If we peripheralize the concurrent probability of the head to tail graphical model for c, we get the following equation. $p(a,b) = p(a)Σ_{c}p(a|c)p(c|b) = p(a)p(b|a)$

The question is, does the equality $Σ_{c}p(a|c)p(c|b) = p(a|b)$ hold for head to tail, and not necessarily for the general non-head to tail simultaneous distribution p(a,b,c)?

Answer 1

If we peripheralize the concurrent probability of the head to tail graphical model for c, we get the following equation. $p(a,b) = p(a)Σ_{c}p(a|c)p(c|b) = p(a)p(b|a)$

  No, we get $p(a,b)=p(a)\sum_cp(c\mid a)\,p(b\mid c)=p(a)p(b\mid a)$ .
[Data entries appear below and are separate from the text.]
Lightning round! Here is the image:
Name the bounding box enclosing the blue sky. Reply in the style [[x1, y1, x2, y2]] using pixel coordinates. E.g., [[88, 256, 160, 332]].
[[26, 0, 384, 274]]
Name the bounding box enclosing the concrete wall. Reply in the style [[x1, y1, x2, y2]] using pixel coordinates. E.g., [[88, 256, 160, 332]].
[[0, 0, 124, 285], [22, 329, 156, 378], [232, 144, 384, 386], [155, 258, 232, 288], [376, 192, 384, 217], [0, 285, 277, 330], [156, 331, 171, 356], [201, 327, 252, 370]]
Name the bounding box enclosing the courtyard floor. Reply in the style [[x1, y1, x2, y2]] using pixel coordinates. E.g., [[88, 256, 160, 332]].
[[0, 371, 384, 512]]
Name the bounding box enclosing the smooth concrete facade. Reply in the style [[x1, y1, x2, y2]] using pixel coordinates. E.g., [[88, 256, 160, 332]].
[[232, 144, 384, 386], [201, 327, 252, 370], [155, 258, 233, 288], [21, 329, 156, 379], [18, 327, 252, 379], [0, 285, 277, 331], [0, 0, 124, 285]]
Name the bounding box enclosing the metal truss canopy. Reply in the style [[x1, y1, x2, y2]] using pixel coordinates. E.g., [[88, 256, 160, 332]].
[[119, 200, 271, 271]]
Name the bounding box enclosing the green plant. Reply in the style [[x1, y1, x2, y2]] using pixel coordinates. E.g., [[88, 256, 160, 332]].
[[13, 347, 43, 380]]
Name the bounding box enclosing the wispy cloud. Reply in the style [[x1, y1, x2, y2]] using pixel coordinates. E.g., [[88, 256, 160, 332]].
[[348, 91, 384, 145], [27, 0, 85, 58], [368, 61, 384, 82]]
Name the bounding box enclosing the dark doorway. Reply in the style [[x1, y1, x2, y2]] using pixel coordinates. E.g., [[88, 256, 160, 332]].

The question is, does the equality $Σ_{c}p(a\mid c)p(c\mid b) = p(a\mid b)$ hold for head to tail, and not necessarily for the general non-head to tail simultaneous distribution p(a,b,c)?

  The equality $\sum_{c}p(c\mid a)\,p(b\mid c) = p(b\mid a)$ holds for any case where $c$ and $a$ are conditionally independent when given $b$; which means $p(c\mid a)=p(c\mid a,b)$.

  In general $\sum_c p(c\mid a,b)\,p(b\mid a)=p(b\mid a)$ always holds (by rule of total probability).